For Brad Brach and Orioles bullpen, smallest margins magnified in up-and-down season

Jon Meoli
Contact ReporterThe Baltimore Sun

Orioles reliever Brad Brach's second inning of work on Tuesday night was a frustrating one, with two walks and a wild pitch that ended up the difference in their 1-0 loss to the Boston Red Sox.

It shows how tiny the difference is between success and its opposite for relievers, and overall, how thin that line has been for the Orioles' bullpen this year.

Brach, one of the team's top four relievers, has as thin a separation between this year's performance and last year's, and that's made a big impact on the perception of his year.

The chief difference, obviously, is his ERA, which rose to 2.60 after Tuesday. He ended 2016 at 2.05, but that was only really because he was charged with four runs on the second-to-last day of the season. However, his peripheral stats haven't changed too much.

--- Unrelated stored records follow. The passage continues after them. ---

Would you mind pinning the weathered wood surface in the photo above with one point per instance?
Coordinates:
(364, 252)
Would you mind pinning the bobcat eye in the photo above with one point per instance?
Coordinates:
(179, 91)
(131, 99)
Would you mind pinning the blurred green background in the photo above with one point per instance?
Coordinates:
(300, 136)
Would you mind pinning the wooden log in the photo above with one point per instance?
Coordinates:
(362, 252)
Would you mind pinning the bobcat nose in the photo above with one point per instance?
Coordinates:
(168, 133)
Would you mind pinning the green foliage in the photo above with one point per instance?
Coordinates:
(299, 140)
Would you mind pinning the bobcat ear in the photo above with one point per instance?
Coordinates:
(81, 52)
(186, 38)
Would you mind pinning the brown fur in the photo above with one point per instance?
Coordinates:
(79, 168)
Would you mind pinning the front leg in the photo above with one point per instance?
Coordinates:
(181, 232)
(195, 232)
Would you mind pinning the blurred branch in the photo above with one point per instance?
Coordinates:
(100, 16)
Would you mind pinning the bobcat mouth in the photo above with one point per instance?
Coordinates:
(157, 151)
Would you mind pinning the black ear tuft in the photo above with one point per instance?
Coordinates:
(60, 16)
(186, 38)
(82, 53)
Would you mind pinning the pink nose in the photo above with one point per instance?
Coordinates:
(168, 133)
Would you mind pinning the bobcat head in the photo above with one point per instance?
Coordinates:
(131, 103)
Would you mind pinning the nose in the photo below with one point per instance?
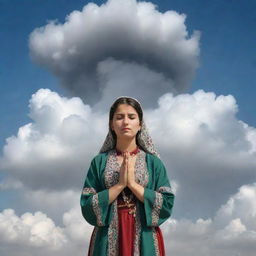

Brach's WHIP is 1.066, up slightly from 1.038. The drop in his strikeout rate from 10.5 per nine innings to nine per nine, plus the small spike in walk rate from 2.8 per nine to 3.2, account for some of the difference in baserunners, and his home run rate is also up slightly.

But consider his role as deputy closer with Zach Britton out for over two months, and the general overuse the Orioles relievers were subjected to because of the injury and the long stretches with a six-man bullpen, and there's an unrealistic divide in perception between Brach this year and Brach last year.

Same goes for Mychal Givens, whose 2.84 ERA is better than last year's 3.13 ERA, even if the rate stats behind them are similar. He's striking out batters less often (11.6 per nine in 2016 to 10.1 this year), but his WHIP is also down to 1.068 from 1.272. Yet some recent results are spoiling the perception of his season, along with some recent issues with inherited runners.

Darren O'Day is in similar spot, with early usage issues and shoulder soreness clouding that he's posted a 1.29 ERA since August began and lowered his ERA to 3.59. It's Britton whose year has the biggest statistical year-over-year difference, though there's also possibility for a major gulf between the greatest year a reliever has ever had and one that includes a lengthy absence from arm injury.

However it's spliced, though, the Orioles reliance on their bullpen to mask over other things puts a strain on the top tier of that group that means even the smallest difference in performance can mean a big change in the team's fortunes.